I’m a new user to Privacy.com for virtual credit cards, as recommended by Privacy Guides. I’ve previously been a victim of credit card fraud and multiple data breaches, so it felt refreshing to make use of this service to protect my information. It’s often recommended throughout the online privacy community. The service obviously requires KYC, which was done via Plaid and Persona Identities, Inc via selfie / ID identification. I should have listened to my instincts, but I proceeded with the verification.
A couple weeks later, I learn that there Persona has been doing some very shady stuff behind-the-scenes.
I feel so defeated and sick to my stomach, as if I can’t escape from any of this no matter how hard I try. I feel as if, in the act of becoming more privacy-conscious, I have committed an online privacy cardinal sin by providing my face / ID.
Whether it’s corporations that purposefully sell my information, or it gets hacked in the seemingly endless data breaches… or it all ends up in the hands of the government and its programs.
What can I do about any of this? Does it make sense to shut down my Privacy.com account? I still find it very useful. I’m not sure what my options are regarding reaching out to Plaid / Persona and requesting my information be deleted. Not that I think that would matter anymore; the damage is done. Or this all just clickbait that I’m falling for? I’m trying to make sense of all this recent news.
Regulated financial stuff like this is always a very tricky situation. Just like banks or certain jobs that sort of require that kind of verification, you’re forced to comply which feels worse given the company is tied to he who shall not be named.
To clarify the news (I’m just pointing it out here because a lot of people elsewhere are saying it) they weren’t actually hacked in a data breach researchers just identified what kind of data gets collected, though that is still troubling to see. But I mean many of us hold jobs where we have to do this, especially if you do any sort of online work. There is really not much you can do to get around the system.
And when you start feeling defeated by this kind of thing, you have to remember the reality is it definitely is not ideal, and it definitely sucks, but we’re going for privacy here and not really total anonymity. Yes, that ID had to go to the witch king, but at the same time you’re keeping it out of the hands of others by using privacy.com Keep up with as much harm mitigation as you can, and keep your privacy in check in other areas where you actually have control. The stuff I’m saying is for someone with a normal threat model btw.
In my opinion, services like Privacy.com should verify your ID through your bank. Meaning that they get your bank to confirm you are an adult, but they don’t actually get a copy of your ID or your DOB, or anything like that.
I just signed up for Privacy, and I can’t agree more. It’s harder to set up than a bank account (at least the last time I set one up), and that makes no sense. They needed my ID, face scans, bank info, address. Bank info and ID should be more than enough. I signed up for it anyway, but I didn’t love doing so.
@Crawfish what you’ve gone through sucks and unfortunately is becoming the norm for so many people. the upside is like @Menkork said they weren’t breached. if you’re still weary I’d say the only thing you can do is exercise your rights to try to have your data deleted. the process will depend on where you are located (you don’t have to post this info in this forum if you don’t want. just know that California, U.S., EU, and UK residents have stronger protections).

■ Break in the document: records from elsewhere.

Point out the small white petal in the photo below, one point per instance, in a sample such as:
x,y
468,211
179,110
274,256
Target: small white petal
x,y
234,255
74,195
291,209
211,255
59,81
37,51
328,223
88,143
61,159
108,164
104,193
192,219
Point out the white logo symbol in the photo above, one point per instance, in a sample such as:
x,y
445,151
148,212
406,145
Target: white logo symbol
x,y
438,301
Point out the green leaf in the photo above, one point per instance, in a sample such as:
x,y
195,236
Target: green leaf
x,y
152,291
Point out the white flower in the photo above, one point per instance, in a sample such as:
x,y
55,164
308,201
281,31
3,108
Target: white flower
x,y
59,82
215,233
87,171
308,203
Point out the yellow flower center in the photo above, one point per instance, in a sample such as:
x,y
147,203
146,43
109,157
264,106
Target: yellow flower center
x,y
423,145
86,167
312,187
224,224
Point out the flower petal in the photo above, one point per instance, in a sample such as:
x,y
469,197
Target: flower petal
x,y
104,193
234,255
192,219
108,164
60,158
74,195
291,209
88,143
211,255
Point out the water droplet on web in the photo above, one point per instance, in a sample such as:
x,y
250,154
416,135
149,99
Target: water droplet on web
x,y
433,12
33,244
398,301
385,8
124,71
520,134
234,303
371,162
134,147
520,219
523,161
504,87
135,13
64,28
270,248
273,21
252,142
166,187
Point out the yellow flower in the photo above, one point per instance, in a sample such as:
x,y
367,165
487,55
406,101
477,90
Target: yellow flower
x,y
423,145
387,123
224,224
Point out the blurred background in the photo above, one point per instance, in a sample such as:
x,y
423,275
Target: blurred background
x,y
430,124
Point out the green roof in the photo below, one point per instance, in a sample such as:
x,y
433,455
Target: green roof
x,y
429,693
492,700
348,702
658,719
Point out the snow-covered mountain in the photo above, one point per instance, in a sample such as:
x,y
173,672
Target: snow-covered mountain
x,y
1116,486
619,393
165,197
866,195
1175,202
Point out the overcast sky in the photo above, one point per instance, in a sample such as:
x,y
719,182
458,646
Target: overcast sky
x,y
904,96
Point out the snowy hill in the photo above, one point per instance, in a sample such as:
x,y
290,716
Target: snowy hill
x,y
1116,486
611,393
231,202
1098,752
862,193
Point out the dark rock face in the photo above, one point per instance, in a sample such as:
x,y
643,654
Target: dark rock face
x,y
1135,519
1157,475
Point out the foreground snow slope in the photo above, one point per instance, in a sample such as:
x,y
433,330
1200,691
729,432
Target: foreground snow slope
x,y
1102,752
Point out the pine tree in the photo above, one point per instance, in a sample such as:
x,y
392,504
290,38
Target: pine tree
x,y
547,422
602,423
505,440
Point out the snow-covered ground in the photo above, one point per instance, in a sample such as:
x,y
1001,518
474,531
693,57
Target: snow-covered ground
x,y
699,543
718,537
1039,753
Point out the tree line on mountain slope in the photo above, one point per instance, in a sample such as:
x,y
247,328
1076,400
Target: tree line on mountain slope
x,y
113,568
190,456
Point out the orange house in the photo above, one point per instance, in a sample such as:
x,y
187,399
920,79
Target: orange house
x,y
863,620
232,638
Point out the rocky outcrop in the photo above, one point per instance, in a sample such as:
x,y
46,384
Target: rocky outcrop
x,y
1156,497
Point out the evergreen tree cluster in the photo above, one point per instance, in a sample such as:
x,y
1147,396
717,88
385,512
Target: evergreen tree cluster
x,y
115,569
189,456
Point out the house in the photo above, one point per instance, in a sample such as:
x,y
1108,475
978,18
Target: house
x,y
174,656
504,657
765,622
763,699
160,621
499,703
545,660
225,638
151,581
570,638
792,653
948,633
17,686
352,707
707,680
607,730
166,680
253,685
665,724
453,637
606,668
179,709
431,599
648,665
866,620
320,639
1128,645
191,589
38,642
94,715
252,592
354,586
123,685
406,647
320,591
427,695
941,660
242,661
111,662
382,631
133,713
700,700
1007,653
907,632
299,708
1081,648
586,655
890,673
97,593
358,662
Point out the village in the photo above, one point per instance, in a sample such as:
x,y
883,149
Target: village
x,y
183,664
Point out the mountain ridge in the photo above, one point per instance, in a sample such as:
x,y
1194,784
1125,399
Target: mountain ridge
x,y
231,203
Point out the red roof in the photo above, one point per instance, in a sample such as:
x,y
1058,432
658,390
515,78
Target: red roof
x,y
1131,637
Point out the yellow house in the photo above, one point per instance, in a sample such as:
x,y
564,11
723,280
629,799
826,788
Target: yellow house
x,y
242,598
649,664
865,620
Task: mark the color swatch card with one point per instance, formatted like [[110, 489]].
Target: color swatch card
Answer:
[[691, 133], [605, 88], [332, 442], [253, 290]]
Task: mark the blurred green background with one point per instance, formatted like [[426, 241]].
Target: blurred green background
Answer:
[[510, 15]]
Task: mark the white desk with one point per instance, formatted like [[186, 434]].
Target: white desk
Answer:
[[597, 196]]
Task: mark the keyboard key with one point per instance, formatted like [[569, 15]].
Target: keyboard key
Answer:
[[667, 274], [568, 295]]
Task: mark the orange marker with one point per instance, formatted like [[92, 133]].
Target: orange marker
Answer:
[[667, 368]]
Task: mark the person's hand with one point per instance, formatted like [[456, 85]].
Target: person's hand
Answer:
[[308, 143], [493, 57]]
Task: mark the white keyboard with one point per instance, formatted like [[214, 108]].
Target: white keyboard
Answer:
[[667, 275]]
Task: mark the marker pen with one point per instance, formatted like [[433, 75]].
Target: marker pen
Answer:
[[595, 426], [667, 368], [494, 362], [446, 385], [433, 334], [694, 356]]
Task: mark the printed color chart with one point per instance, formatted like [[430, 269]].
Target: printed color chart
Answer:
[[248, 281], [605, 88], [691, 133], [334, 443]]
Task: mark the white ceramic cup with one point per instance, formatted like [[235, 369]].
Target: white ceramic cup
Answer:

i did a quick scan of the privacy policies for Plaid, Persona (Persona Identity, withpersona.com), and Privacy.
Plaid works on behalf of their customer which means whatever service that used Plaid for your identity verification (idv) is responsible for your data and data deletion. That brings us to Privacy. They retain identity verification data for 5 years after account closure. You can send an email to support@privacy.com (double check that on their site since this can update at anytime Privacy Policy | Privacy Virtual Cards and Services scroll to the bottom for contact info). In the email you can request a data summary of info they’ve collected on you. You can request data deletion but that will probably lead to a dead end. You can request your info be anonymized after the retention period though. Plus, you can contact Plaid and inform them you submitted a data deletion request with the “customer” or Privacy. Plaid most likely won’t do anything but you can let them know and see what they say: privacy@plaid.com (Privacy and security policies | Plaid scroll to 9 Contacting Plaid).
Persona, ouch! You can request data deletion for scan data after six months per section 5. Facial Scan and Biometrics Information (https://withpersona.com/legal/idv-privacy-policy): privacy@withpersona.com andidv-privacy@withpersona.com. From what I’ve read it seems for other data they can try to weasel their way out of deletion with their “legitimate business” clause. I’d still push back and try to get as much deleted as possible and request a summary of everything they logged on you and potentially who they sold it to. Again, your protections vary depending where you are (see GDPR for EU and CCPA for California, US).
if you need more guidance i can do a deeper dive. just remember you have rights and hope is not all lost. continue taking precautions like you are doing. if your spidey senses are tingling take a step back and read their privacy policy. think on it and decide what you are willing to give up. i think privacy is still a good service (i did get in before the insane know your customer [kyc] practices you guys are citing though).